(Adds comments from presidential aides, bank shares’ performance)
By Marcela Ayres and Lisandra Paraguassu
BRASILIA, June 8 (Reuters) - A Brazilian presidential decree raising fines on banks and other companies involved in illicit acts aims to empower the country’s central bank and the securities industry watchdog to boost transparency, Finance Minister Henrique Meirelles said on Thursday.
Speaking in Paris, Meirelles said the decree, which raises fines for banks to as much as 2 billion reais ($610 million) from 250,000 reais, had been under study for some time.
The decree announced this week also would allow the central bank to strike plea-bargain agreements with financial firms that admit breaching the law in exchange for softer fines or more lenient prison terms for their executives.
Two presidential aides, who requested anonymity to speak freely, said the government sped up preparation of the decree because of the risk of new disclosures snaring Brazilian banks in a vast corruption scandal.
An index of financial-sector companies on the Sao Paulo stock exchange fell nearly 1 percent on Thursday.
The central bank is Brazil’s banking and financial industry regulator. A securities industry watchdog known as the CVM oversees the functioning of capital markets. Congress has six months to vote on turning President Michel Temer’s decree into permanent law.
“This certainly gives more power to the central bank and the CVM to implement their measures,” Meirelles said in comments released by the Finance Ministry, without elaborating on the size and scope of the new framework.

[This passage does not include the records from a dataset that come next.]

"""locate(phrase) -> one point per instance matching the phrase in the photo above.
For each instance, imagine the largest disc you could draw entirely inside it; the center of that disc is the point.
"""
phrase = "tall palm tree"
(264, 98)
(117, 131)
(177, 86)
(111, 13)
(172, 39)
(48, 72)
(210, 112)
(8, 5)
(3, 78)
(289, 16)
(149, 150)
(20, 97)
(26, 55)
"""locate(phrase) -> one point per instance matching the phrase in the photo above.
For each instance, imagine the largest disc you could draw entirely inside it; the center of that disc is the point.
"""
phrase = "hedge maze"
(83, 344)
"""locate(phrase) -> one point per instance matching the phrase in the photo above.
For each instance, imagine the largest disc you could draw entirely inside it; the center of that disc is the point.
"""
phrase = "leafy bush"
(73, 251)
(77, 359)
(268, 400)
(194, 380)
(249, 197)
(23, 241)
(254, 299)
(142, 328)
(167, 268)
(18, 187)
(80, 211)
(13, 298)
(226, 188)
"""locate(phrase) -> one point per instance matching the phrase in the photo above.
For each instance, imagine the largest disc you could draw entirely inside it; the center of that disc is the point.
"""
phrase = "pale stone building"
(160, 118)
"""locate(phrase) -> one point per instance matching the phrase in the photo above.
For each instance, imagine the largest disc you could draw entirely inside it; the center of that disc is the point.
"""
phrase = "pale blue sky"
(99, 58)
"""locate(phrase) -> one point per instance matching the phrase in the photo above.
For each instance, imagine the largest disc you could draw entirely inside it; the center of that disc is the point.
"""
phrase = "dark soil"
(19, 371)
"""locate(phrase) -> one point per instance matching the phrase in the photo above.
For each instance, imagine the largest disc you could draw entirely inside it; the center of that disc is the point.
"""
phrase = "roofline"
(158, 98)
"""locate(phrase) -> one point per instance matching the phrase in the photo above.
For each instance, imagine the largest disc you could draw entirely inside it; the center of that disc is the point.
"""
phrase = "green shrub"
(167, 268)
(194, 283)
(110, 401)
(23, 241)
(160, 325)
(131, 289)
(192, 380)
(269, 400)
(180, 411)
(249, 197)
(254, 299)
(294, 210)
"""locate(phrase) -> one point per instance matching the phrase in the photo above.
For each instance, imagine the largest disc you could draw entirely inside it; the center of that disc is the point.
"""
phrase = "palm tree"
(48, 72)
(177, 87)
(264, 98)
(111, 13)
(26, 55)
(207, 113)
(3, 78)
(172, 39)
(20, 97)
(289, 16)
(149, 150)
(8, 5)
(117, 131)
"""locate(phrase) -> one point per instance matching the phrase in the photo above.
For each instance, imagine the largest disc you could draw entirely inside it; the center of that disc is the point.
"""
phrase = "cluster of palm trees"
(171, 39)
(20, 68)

The minister’s remarks reflected how senior officials see a series of corruption investigations into cozy ties between politicians and business leaders are evolving so quickly that they require rapid action to fine-tune legislation.
The central bank said in a statement on Thursday that the value of fines in eventual leniency agreements would depend on the gravity of the infractions committed, as well as the size and the financial capacity of a financial institution to bear with such a penalty. The decree is not retroactive, it said.

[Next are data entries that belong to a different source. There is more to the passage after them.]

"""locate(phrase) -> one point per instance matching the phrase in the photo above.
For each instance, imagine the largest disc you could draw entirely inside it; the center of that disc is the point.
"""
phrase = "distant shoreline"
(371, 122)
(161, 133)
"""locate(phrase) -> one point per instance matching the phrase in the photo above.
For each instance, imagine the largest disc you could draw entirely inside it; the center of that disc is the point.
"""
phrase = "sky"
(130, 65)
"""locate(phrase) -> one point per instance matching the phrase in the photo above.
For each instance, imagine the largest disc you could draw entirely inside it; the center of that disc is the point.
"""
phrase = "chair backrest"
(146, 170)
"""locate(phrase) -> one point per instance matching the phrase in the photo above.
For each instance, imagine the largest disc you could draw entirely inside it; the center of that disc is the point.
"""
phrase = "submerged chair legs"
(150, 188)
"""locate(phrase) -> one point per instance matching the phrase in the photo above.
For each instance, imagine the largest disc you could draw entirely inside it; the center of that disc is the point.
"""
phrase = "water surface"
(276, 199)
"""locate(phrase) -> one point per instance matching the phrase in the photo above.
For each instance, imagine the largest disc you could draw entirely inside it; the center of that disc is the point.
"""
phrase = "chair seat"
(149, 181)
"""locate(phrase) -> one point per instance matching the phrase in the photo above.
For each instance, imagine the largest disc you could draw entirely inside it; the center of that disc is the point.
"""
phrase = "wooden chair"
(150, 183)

The decree came as Congress launched an investigation into the stock and currency trades of Brazilian meatpacker JBS SA as news broke of a plea-bargain testimony from its controlling shareholders.
Meatpacking is the latest sector of the economy to be hit by a three-year corruption investigation in Brazil, which contributed to the impeachment of former President Dilma Rousseff last year and now threatens Temer, her successor.